The title is rather vague, so my apologies there.
What I'm wanting to do is this:
I have three numbers per data set. X, Y, and Z. They are always positive and Z is a power of 2. I need to interpolate between X and Y, Z times. The distance from X to Y per interpolation is the percentage of the current iteration divided by Z. The return of the interpolation is then rounded using round to nearest. I then need to count how many of each result exists per data set.
Something like this: n(i) = Round(x + (y - x) * (i / (Z-1)))
Example (only going 3 decimals out for simplicity):
X, Y, Z
3, 5, 8
Values without rounding:
3.000 3.286 3.571 3.857 4.143 4.429 4.714 5.000
Values with rounding:
3 3 4 4 4 4 5 5
End goal:
2 3's, 4 4's, 2 5's.
This, I can do just fine.

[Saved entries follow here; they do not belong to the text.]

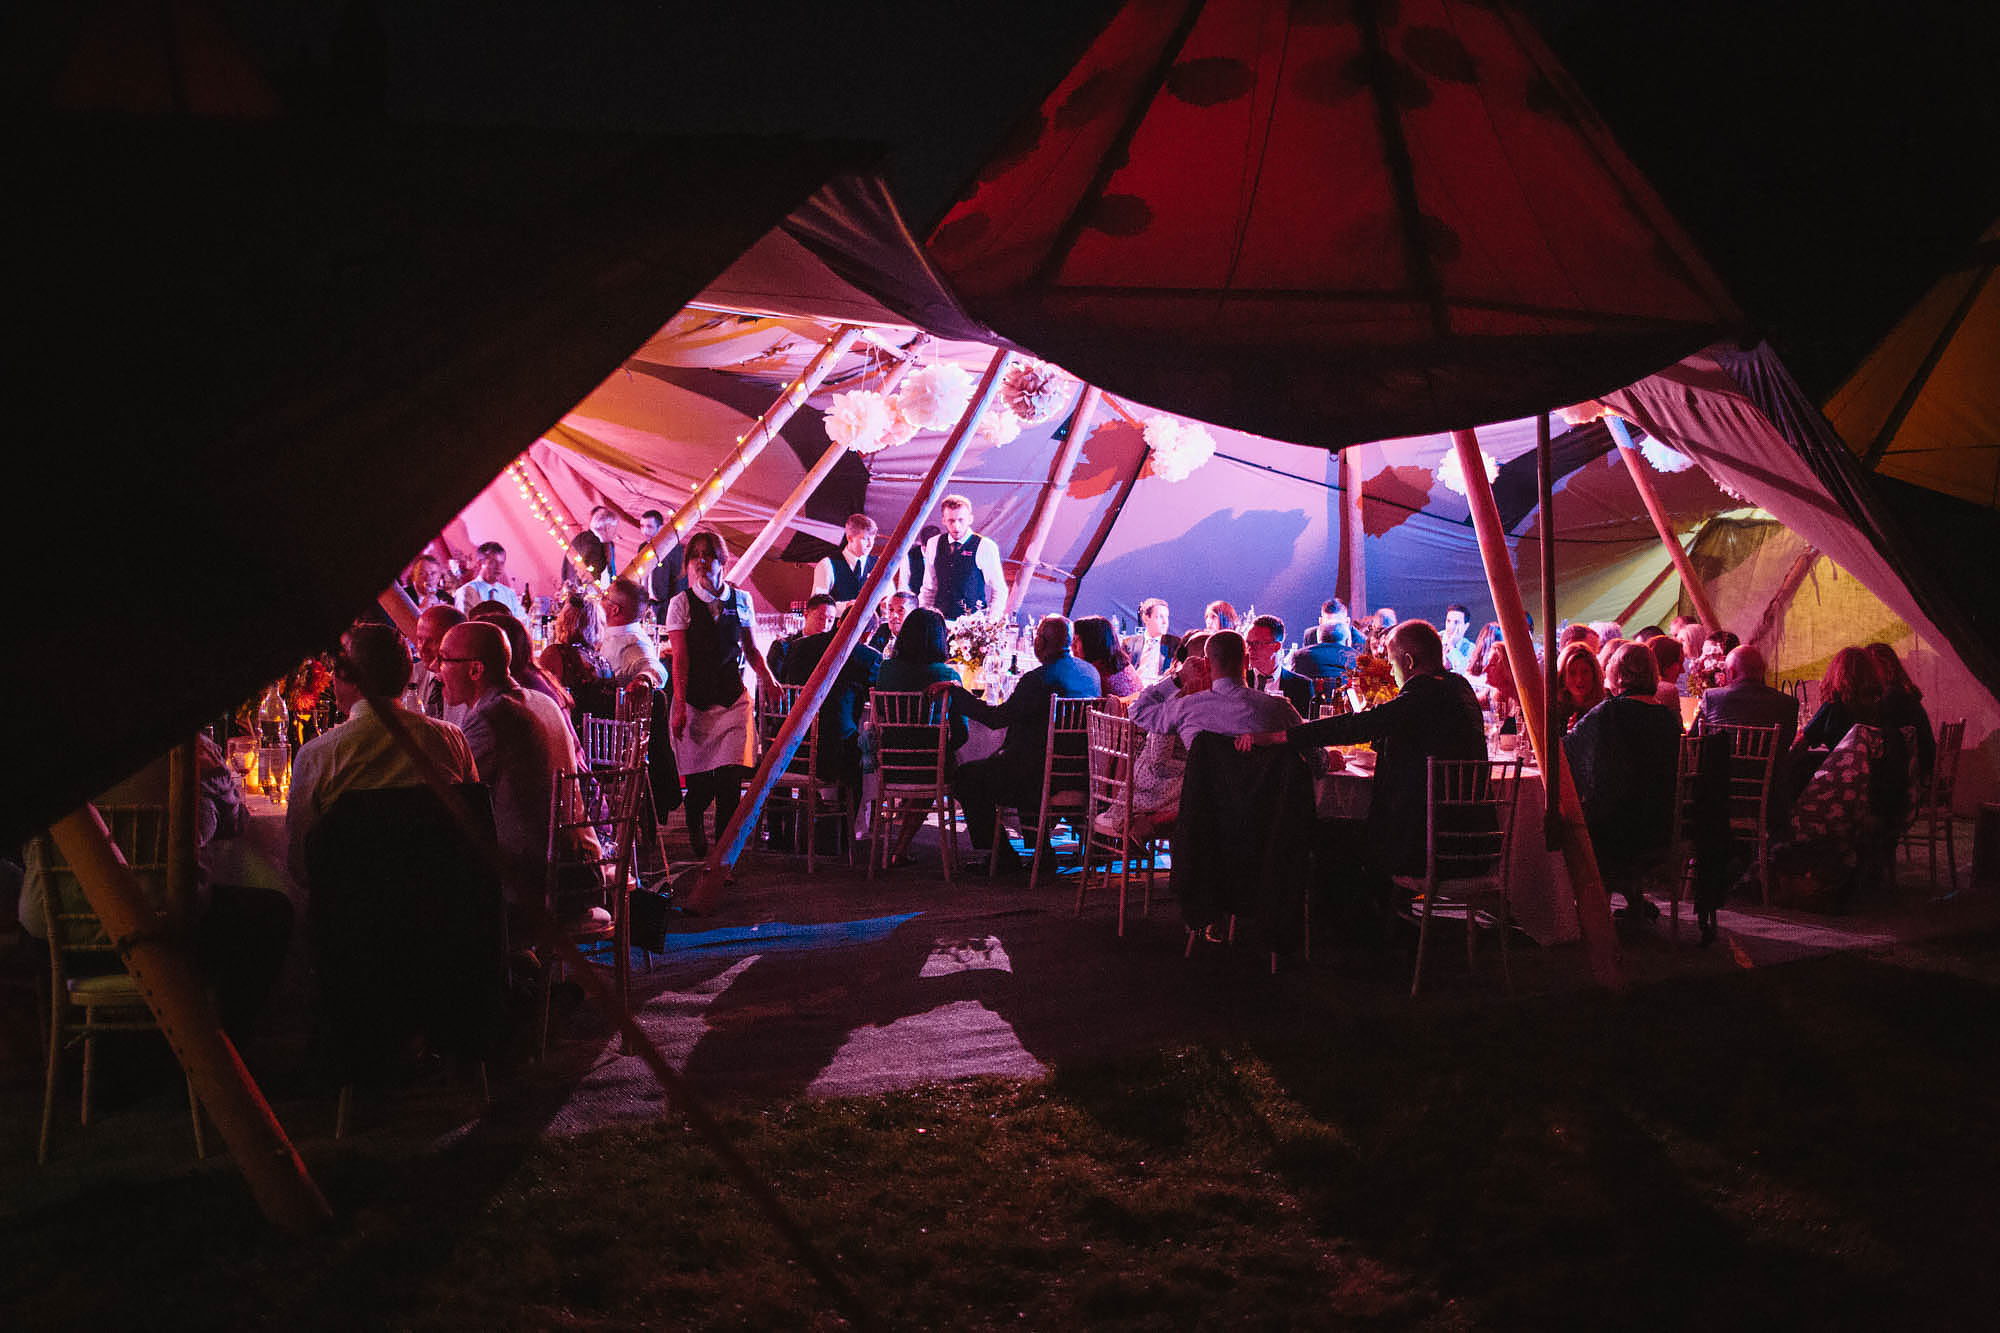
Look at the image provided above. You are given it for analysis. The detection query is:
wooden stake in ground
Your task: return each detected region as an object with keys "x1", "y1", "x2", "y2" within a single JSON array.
[
  {"x1": 1451, "y1": 429, "x2": 1623, "y2": 990},
  {"x1": 1008, "y1": 386, "x2": 1102, "y2": 616},
  {"x1": 727, "y1": 349, "x2": 919, "y2": 588},
  {"x1": 685, "y1": 347, "x2": 1015, "y2": 911},
  {"x1": 50, "y1": 806, "x2": 331, "y2": 1233},
  {"x1": 1339, "y1": 450, "x2": 1366, "y2": 616},
  {"x1": 620, "y1": 323, "x2": 862, "y2": 587},
  {"x1": 1607, "y1": 415, "x2": 1722, "y2": 631}
]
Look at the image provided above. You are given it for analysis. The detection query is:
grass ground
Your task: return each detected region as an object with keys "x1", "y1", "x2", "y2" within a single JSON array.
[{"x1": 7, "y1": 925, "x2": 2000, "y2": 1330}]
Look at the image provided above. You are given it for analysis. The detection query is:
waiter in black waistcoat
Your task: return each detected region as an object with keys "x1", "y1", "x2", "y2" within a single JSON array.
[
  {"x1": 812, "y1": 513, "x2": 905, "y2": 610},
  {"x1": 638, "y1": 508, "x2": 686, "y2": 621},
  {"x1": 918, "y1": 494, "x2": 1009, "y2": 622}
]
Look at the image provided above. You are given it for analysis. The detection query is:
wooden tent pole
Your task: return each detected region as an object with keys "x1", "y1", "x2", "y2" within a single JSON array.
[
  {"x1": 50, "y1": 807, "x2": 332, "y2": 1232},
  {"x1": 685, "y1": 348, "x2": 1014, "y2": 911},
  {"x1": 621, "y1": 323, "x2": 862, "y2": 586},
  {"x1": 1452, "y1": 429, "x2": 1622, "y2": 989},
  {"x1": 1607, "y1": 416, "x2": 1722, "y2": 631},
  {"x1": 727, "y1": 351, "x2": 917, "y2": 588},
  {"x1": 377, "y1": 582, "x2": 423, "y2": 640},
  {"x1": 1339, "y1": 451, "x2": 1366, "y2": 614},
  {"x1": 1536, "y1": 414, "x2": 1563, "y2": 852},
  {"x1": 1749, "y1": 546, "x2": 1819, "y2": 648},
  {"x1": 1615, "y1": 560, "x2": 1679, "y2": 629},
  {"x1": 1009, "y1": 386, "x2": 1102, "y2": 616}
]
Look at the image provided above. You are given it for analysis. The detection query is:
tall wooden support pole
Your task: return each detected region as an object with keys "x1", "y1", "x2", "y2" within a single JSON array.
[
  {"x1": 622, "y1": 324, "x2": 862, "y2": 586},
  {"x1": 377, "y1": 581, "x2": 423, "y2": 640},
  {"x1": 1339, "y1": 450, "x2": 1366, "y2": 614},
  {"x1": 1536, "y1": 415, "x2": 1563, "y2": 852},
  {"x1": 1009, "y1": 386, "x2": 1102, "y2": 616},
  {"x1": 686, "y1": 348, "x2": 1014, "y2": 911},
  {"x1": 167, "y1": 739, "x2": 200, "y2": 929},
  {"x1": 1452, "y1": 429, "x2": 1622, "y2": 989},
  {"x1": 727, "y1": 352, "x2": 916, "y2": 588},
  {"x1": 1607, "y1": 416, "x2": 1721, "y2": 631},
  {"x1": 51, "y1": 807, "x2": 331, "y2": 1232},
  {"x1": 1749, "y1": 546, "x2": 1818, "y2": 648}
]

What I want to do, however, is figure out there are 2 3's, 4 4's, and 2 5's (in that order) without having to actually interpolate 8 times as the example shows. In reality, the numbers are more like 291, 3472, 8192; and I need to handle thousands of these reasonably fast.
How can I do this without iterating Z times per data set?
Edit: Y is not always larger than X. In the example, if it went 5, 3, 8.. I'd have wanted to know there were 2 5's, 4 4's, and 2 3's in that order instead.